The economic deprivation, caused directly by government action, seemed manifestly unfair to John, and he promptly brought an inverse condemnation suit, claiming that the regulation constituted an unconstitutional taking of his property. He argued that the Fifth Amendment required that he be given just compensation for the government’s taking of his land. Unfortunately, John faces a difficult task and must overcome a complex, unclear, and often burdensome law of regulatory takings.
The Fifth Amendment’s Takings Clause prohibits the taking of private property for public use “without just compensation.” The Supreme Court has long interpreted the Takings Clause as encompassing not only physical confiscations of property, but also certain scenarios where a government regulation detrimentally affects privately owned property. The Justices of the Supreme Court, along with other legal scholars, have debated whether regulatory takings doctrine should take the form of an ad hoc balancing test, an exclusive set of strict per se rules, or a combination of both, as is currently the case.

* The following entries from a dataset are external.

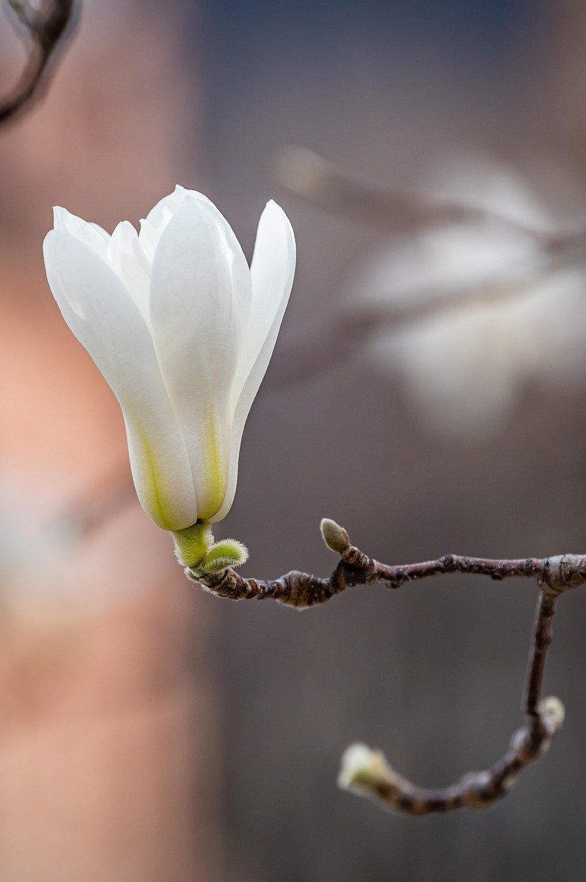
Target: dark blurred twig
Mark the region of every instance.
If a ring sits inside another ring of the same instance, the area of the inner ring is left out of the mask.
[[[0,125],[30,106],[47,85],[48,71],[68,26],[73,20],[75,0],[49,0],[37,11],[28,0],[8,0],[23,25],[29,44],[25,70],[14,90],[0,101]]]
[[[549,236],[547,230],[485,206],[367,183],[307,147],[283,148],[277,157],[276,172],[278,182],[308,205],[396,232],[493,220],[539,241]]]
[[[313,378],[345,361],[382,332],[460,309],[494,303],[538,290],[538,283],[558,270],[586,260],[583,220],[560,229],[539,229],[486,206],[441,199],[432,194],[394,191],[352,178],[304,147],[287,147],[278,161],[278,177],[290,192],[318,208],[402,234],[460,223],[491,224],[523,234],[535,253],[488,277],[456,286],[434,286],[410,295],[396,293],[385,302],[337,304],[327,316],[290,333],[280,343],[281,356],[269,372],[265,388],[279,389]]]
[[[359,751],[362,751],[361,761],[359,764],[350,761],[340,778],[344,787],[372,796],[387,808],[412,815],[449,811],[463,806],[481,808],[504,796],[520,772],[543,756],[563,723],[561,702],[554,698],[542,699],[542,683],[558,598],[564,591],[586,582],[586,556],[493,560],[445,555],[421,564],[389,566],[368,557],[352,545],[346,531],[334,521],[323,521],[322,533],[329,548],[341,558],[327,578],[299,571],[272,580],[244,579],[232,569],[207,578],[189,569],[185,572],[189,579],[202,583],[219,597],[271,599],[296,609],[323,603],[345,588],[358,585],[382,583],[389,588],[399,588],[407,582],[445,573],[474,573],[498,580],[521,576],[538,580],[540,596],[525,690],[525,724],[513,736],[504,756],[489,769],[469,773],[451,787],[429,790],[397,774],[382,754],[359,747]],[[350,751],[355,749],[351,748]]]
[[[460,287],[440,286],[381,299],[376,303],[333,307],[289,332],[279,342],[278,358],[264,380],[278,390],[321,376],[351,358],[377,335],[399,332],[426,318],[448,315],[471,303],[509,300],[532,289],[558,271],[586,260],[586,231],[552,236],[535,258],[505,272]]]

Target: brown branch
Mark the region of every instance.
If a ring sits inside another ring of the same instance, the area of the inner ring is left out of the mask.
[[[344,789],[370,796],[386,809],[412,815],[449,811],[464,806],[483,808],[506,796],[523,769],[544,755],[562,726],[563,706],[558,699],[542,699],[542,684],[558,599],[564,591],[586,582],[586,555],[512,560],[444,555],[436,560],[389,566],[368,557],[352,545],[346,531],[335,521],[323,520],[322,534],[328,547],[341,558],[326,578],[296,570],[272,580],[243,579],[231,569],[208,577],[197,575],[189,568],[185,572],[219,597],[271,599],[296,609],[325,602],[345,588],[358,585],[381,583],[395,589],[407,582],[448,572],[472,573],[497,580],[516,577],[537,579],[540,595],[524,693],[525,723],[511,738],[505,754],[482,772],[470,772],[447,788],[428,789],[398,774],[380,751],[354,744],[344,756],[338,780]]]
[[[51,0],[48,11],[36,14],[26,0],[9,0],[28,35],[25,70],[14,90],[0,101],[0,125],[11,120],[40,97],[57,49],[73,20],[75,0]]]

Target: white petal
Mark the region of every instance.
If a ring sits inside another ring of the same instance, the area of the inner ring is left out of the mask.
[[[43,250],[65,321],[122,408],[143,507],[165,529],[190,526],[197,512],[187,452],[136,304],[111,267],[63,225],[47,235]]]
[[[226,492],[231,389],[250,297],[250,271],[232,229],[209,200],[188,193],[155,252],[151,322],[204,519]]]
[[[252,306],[242,357],[233,388],[236,403],[232,424],[228,483],[224,503],[211,520],[225,518],[234,501],[244,423],[269,366],[289,301],[294,273],[295,237],[293,228],[283,209],[271,199],[258,222],[250,266]]]
[[[148,265],[140,259],[138,235],[129,220],[122,220],[112,234],[108,258],[148,324]]]
[[[101,227],[88,223],[87,220],[71,214],[66,208],[61,208],[59,206],[55,206],[53,208],[53,224],[56,230],[69,233],[79,242],[85,242],[96,254],[105,256],[110,237]]]

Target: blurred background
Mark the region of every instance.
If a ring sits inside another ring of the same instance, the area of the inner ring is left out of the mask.
[[[355,740],[429,786],[501,754],[536,588],[445,577],[302,615],[195,589],[41,244],[54,204],[112,229],[178,182],[248,257],[264,202],[286,209],[295,285],[218,531],[246,574],[329,572],[323,516],[388,563],[583,551],[586,260],[543,235],[586,210],[586,7],[164,6],[85,0],[0,131],[0,880],[577,882],[583,593],[546,675],[566,725],[504,802],[417,820],[338,790]],[[7,14],[0,47],[8,91]],[[324,167],[291,145],[370,197],[320,207]],[[385,190],[507,220],[382,218]]]

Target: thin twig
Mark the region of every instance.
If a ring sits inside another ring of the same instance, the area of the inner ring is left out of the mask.
[[[344,756],[338,780],[344,789],[370,796],[383,808],[411,815],[464,806],[483,808],[506,796],[523,769],[544,755],[562,726],[563,706],[559,699],[542,699],[542,684],[558,599],[562,592],[586,582],[586,555],[493,559],[450,554],[419,564],[390,566],[352,545],[346,531],[332,520],[322,522],[322,534],[328,547],[341,558],[326,578],[299,571],[271,580],[243,579],[231,569],[204,578],[189,569],[185,572],[219,597],[271,599],[296,609],[325,602],[358,585],[381,583],[396,589],[407,582],[445,573],[472,573],[497,580],[516,577],[538,580],[540,595],[524,691],[525,723],[511,738],[505,754],[482,772],[470,772],[447,788],[428,789],[398,774],[380,751],[354,744]]]
[[[12,119],[41,95],[48,83],[50,64],[73,20],[75,0],[51,0],[48,11],[35,14],[30,4],[21,0],[9,3],[28,34],[30,44],[25,70],[14,90],[0,101],[0,125]]]

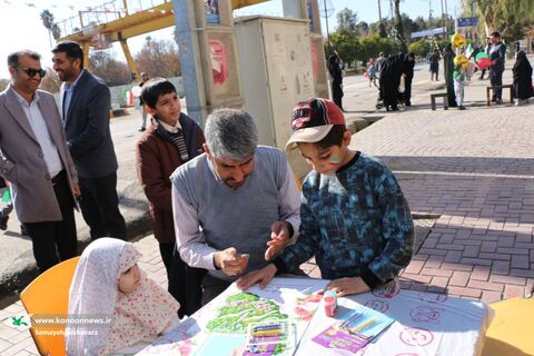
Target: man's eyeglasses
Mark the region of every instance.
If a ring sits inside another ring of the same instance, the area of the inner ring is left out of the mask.
[[[39,75],[39,77],[44,78],[47,75],[47,71],[44,69],[34,69],[34,68],[28,68],[28,67],[17,67],[23,72],[26,72],[30,77],[36,77],[36,75]]]

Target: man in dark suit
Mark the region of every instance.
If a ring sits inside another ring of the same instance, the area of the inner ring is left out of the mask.
[[[83,219],[92,239],[126,239],[117,196],[117,156],[109,130],[109,89],[83,69],[83,51],[78,43],[58,43],[52,53],[53,70],[63,81],[60,110],[80,179]]]
[[[11,83],[0,93],[0,176],[11,182],[14,210],[42,273],[78,254],[73,208],[80,188],[56,101],[37,89],[46,75],[39,53],[13,52],[8,66]]]

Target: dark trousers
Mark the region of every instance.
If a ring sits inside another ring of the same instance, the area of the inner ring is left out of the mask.
[[[207,270],[189,267],[181,260],[178,250],[174,249],[170,266],[169,293],[180,304],[178,316],[192,315],[202,306],[201,280]]]
[[[493,86],[502,86],[503,85],[503,72],[502,71],[494,71],[490,69],[490,82]],[[503,99],[503,89],[494,89],[493,90],[493,101],[496,99]]]
[[[58,177],[60,175],[61,177]],[[41,273],[61,260],[78,255],[71,188],[65,170],[58,176],[55,177],[53,192],[63,219],[61,221],[24,222],[28,236],[33,245],[37,267]]]
[[[79,178],[80,208],[89,225],[91,239],[116,237],[126,239],[125,218],[119,211],[117,172],[101,178]]]
[[[412,105],[412,78],[404,78],[404,103],[406,106]]]

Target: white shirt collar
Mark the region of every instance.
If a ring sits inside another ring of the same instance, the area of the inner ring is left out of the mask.
[[[168,123],[165,123],[164,121],[161,120],[158,120],[158,122],[164,127],[164,129],[166,129],[167,131],[171,132],[171,134],[177,134],[179,130],[181,130],[181,125],[180,125],[180,120],[176,120],[176,125],[175,126],[170,126]]]

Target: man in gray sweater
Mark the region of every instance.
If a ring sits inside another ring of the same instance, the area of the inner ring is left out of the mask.
[[[264,267],[298,231],[299,192],[285,154],[258,146],[250,115],[214,111],[205,152],[172,174],[177,248],[205,268],[202,305],[239,276]]]

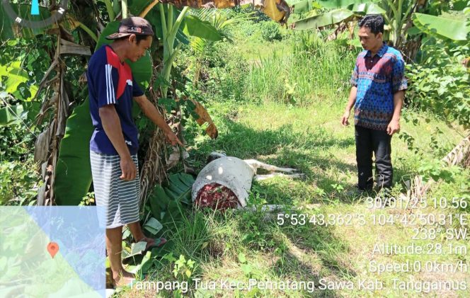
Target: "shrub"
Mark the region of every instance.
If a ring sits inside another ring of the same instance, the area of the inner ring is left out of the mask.
[[[280,25],[273,21],[263,22],[261,25],[261,36],[265,40],[280,40],[282,39]]]
[[[469,47],[438,41],[422,50],[427,54],[423,62],[408,67],[412,105],[470,127],[470,78],[461,64],[470,54]]]

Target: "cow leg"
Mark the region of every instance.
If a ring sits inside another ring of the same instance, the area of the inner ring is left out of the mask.
[[[297,173],[299,171],[295,168],[280,168],[271,164],[262,163],[261,161],[257,161],[256,159],[247,159],[245,160],[245,162],[253,168],[255,171],[258,168],[264,168],[265,170],[269,171],[270,172]]]

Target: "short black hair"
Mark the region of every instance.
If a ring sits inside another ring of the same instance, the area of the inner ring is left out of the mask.
[[[384,17],[379,14],[368,14],[359,22],[359,28],[368,28],[374,34],[384,34]]]
[[[122,38],[116,38],[115,40],[127,40],[127,39],[129,39],[129,36],[130,35],[122,36]],[[146,40],[149,36],[150,35],[142,35],[136,34],[135,40],[137,42],[137,45],[139,45],[141,40]]]

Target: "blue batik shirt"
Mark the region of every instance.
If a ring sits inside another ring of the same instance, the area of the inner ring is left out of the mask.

Applying the Penn Central balancing test to John’s case, it is uncertain whether his inverse condemnation claim will be successful. The meanings of the test’s factors are far from clear, which has led to varying interpretations and uncertainty as to the results of the test’s application. John would spend a substantial sum of money in legal fees for his claim ultimately to be subjected to what this Note contends is a vague and indeterminate test that could easily turn on the judge’s subjective beliefs. Although a regulatory takings doctrine consisting of only the per se rules would be more predictable in its application, Lucas and Loretto offer property owners like John incomplete protection. The ordinance at issue, which prohibits trailer homes, neither denies John all economically beneficial or productive use of his land nor causes a permanent physical occupation.
This Note proposes a regulatory takings doctrine that addresses problems of uncertainty and insufficient protection of property rights that have long pervaded regulatory takings jurisprudence. Specifically, the Note argues that the Lingle decision has threatened the character prong of the Penn Central balancing test, which ultimately may require the Supreme Court to revisit its method of regulatory takings analysis. The Court may decide to continue with its application of the indeterminate, but more comprehensive balancing test of Penn Central, or, alternatively, it may choose to apply only the more predictable, but incomplete pair of per se rules. This Note argues, however, that the Court should abandon Penn Central, and should instead apply a modified version of the per se rules, replacing Lucas with a new per se rule that holds a taking to occur if the regulation proximately causes property value to drop to such an extent that the owner is unable to recoup his cost basis.